Il est maintenant possible d’identifier les contradictions structurelles du New Labour qui explosèrent de manière spectaculaire à l’été 2015. Le blairisme, à son apogée, représentait le triomphe parfait du néolibéralisme sous la forme de TINA. Mais sa domination conduisit à deux mouvements contraires : la démocratisation du parti pour des objectifs de légitimation et afin de s’assurer les ressources de volontaires ; la présence de mouvements contre l’austérité à l’extérieur du parti. Au même moment, l’absence de sa propre base de masse active le rendit vulnérable à des forces d’opposition. Leur émergence fut facilitée par les deux contre-tendances qui viennent d’être mentionnées. En outre, la profondeur de la domination du New Labour – en termes d’absence d’une alternative bien organisée – masquait la superficialité de son hégémonie, faisant que ses partisans se montrèrent incapables de contrer les menaces avant qu’il ne soit trop tard. Et la faiblesse des partis à la gauche du Labour en Angleterre, comparée à une grande partie des pays de l’Europe continentale et à l’Ecosse, est ce qui conduit à ce que les politiques opposées à l’austérité s’expriment au sein du Labour Party où, de tous les autres partis travaillistes [et « socialistes »], la néolibéralisation a progressé le plus profondément.

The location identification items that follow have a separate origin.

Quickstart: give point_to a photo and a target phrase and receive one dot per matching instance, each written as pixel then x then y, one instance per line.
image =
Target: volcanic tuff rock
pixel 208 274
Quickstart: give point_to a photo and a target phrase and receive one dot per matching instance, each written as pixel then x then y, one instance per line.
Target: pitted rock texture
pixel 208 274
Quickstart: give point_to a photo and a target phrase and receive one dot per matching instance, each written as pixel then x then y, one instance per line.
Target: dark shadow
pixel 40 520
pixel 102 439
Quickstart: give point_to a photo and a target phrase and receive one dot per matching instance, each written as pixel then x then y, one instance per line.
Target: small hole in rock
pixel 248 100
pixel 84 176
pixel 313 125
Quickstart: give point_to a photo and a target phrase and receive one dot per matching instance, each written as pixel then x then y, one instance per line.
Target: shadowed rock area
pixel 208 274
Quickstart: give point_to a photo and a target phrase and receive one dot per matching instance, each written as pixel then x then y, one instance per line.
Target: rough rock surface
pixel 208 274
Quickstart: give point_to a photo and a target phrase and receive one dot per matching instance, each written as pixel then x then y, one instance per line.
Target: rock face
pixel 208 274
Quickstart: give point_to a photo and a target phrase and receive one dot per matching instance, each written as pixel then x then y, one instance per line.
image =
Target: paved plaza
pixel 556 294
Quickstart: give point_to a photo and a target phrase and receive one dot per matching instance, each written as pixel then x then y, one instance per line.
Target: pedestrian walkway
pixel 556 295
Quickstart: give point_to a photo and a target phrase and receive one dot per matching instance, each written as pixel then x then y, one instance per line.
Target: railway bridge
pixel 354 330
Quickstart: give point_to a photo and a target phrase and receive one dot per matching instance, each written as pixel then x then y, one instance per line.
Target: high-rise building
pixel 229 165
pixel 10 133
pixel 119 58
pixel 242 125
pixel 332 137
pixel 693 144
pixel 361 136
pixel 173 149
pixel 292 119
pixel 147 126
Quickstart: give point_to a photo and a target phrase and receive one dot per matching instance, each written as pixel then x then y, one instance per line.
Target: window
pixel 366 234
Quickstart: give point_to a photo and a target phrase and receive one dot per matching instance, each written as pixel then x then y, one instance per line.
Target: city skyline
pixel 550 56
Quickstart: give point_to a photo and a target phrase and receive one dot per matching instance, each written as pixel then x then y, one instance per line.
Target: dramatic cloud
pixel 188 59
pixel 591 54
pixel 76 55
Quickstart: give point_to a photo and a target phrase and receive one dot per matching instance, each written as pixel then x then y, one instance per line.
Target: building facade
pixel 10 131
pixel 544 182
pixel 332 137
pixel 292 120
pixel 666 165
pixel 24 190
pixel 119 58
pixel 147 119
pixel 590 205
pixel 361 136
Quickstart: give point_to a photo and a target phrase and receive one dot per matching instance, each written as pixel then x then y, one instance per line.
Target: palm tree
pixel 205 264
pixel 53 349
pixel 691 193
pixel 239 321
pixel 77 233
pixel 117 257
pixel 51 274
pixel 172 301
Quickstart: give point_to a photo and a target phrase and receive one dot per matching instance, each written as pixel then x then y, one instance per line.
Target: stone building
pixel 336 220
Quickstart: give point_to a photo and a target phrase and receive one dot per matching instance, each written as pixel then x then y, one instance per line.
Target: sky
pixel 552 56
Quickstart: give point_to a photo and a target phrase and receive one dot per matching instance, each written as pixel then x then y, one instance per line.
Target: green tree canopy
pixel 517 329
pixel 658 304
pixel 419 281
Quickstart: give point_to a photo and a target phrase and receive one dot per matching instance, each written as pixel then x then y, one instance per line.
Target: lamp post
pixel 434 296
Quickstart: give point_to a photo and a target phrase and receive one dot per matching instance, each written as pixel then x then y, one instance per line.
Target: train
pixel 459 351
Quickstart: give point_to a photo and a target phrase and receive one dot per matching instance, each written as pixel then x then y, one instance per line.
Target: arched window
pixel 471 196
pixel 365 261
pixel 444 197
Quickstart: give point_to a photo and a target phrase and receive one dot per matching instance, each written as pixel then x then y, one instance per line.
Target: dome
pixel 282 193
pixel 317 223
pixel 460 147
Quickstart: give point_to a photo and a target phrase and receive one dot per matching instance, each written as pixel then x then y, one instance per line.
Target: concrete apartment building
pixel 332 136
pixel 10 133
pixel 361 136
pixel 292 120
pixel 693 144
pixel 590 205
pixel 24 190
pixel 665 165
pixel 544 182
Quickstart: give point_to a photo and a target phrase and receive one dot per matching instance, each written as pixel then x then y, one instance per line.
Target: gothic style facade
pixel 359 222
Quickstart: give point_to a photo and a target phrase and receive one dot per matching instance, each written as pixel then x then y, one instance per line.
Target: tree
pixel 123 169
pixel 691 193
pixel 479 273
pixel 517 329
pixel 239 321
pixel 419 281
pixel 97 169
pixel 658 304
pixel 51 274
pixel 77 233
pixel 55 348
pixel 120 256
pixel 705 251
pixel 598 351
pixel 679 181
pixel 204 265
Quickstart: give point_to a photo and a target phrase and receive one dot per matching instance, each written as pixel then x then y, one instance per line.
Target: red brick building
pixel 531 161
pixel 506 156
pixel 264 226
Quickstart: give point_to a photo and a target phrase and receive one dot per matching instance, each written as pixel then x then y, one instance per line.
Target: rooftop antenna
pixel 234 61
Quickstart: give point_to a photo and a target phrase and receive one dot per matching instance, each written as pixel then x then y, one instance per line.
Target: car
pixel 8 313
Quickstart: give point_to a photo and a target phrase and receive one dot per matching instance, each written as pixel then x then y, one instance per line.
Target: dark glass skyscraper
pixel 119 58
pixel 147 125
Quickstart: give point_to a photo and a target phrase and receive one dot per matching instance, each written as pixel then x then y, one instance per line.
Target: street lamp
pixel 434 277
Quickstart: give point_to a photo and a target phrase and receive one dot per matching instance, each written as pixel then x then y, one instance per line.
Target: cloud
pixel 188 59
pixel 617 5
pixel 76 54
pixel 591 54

La victoire de Corbyn [il a annoncé sa candidature en juin et a été élu le 12 septembre avec 59,5% des votes] n’était en aucune mesure inévitable. Il n’est pas difficile d’imaginer que l’un des députés du New Labour ait pu refuser de soutenir sa candidature [il faut que 15% des députés du Labour apportent leur soutien pour qu’un candidat puisse se présenter, dans ce cas il en fallait 35 et Corbyn reçut 36 soutiens] ; ou encore l’avoir soumise avec seulement quelques minutes de retard, ce qui aurait dès le départ exclu sa participation. Mais de tels aspects « accidentels » d’une victoire n’empêchent pas que des tendances plus profondes aient été à l’œuvre dans le Labour et la société. Elles sont aussi importantes pour saisir le paysage politique qui existe depuis que Corbyn est dirigeant du parti.
La gauche contemporaine et les possibilités d’une nouvelle plateforme de gauche
Quelle est la situation politique face à laquelle se trouve la nouvelle direction Corbyn ? Aucune euphorie électorale ne peut dissimuler le fait élémentaire que Corbyn est dans une position extrêmement fragile au sein du parti. Le plus manifeste et évident est que plus de 90% des députés appartiennent d’une manière ou d’une autre au New Labour, ce qui reflète de longues années de domination du New Labour ; aucun dirigeant du parti dans l’histoire n’a débuté avec une aussi hostile fraction parlementaire, précisément parce que les députés possédaient une si forte part des suffrages aux élections de la direction. Alors que Corbyn appointait John McDonnell comme chancelier fantôme de l’Echiquier [6] et que son cabinet fantôme exclu des blairistes les plus « combatifs », la présence significative de personnalités du New Labour dans ce dernier était dans une certaine mesure inévitable.
Les restes du New Labour peuvent sans cesse attaquer Corbyn, avec le soutien solide des médias bourgeois, du Daily Mail aux éditeurs du Guardian [quotidien situé à gauche dans l’éventail de la presse britannique]. Cela est combiné avec des menaces réelles ou supposées de fuite de capitaux et de désinvestissement. De telles attaques peuvent faire perdre au Labour des votes tels que les sondages « l’illustrent ». Ou encore, lors d’élections complémentaires qui, bien que les blairistes en soient les premiers responsables, des résultats électoraux négatifs peuvent, de suite, être utilisés contre Corbyn. Leur affirmation sur « l’inéligibilité » de Corbyn ]au poste de Prmeier ministre] s’appuie en effet sur leur propre capacité et volonté de saper son éligibilité au moyen des attaques internes au parti.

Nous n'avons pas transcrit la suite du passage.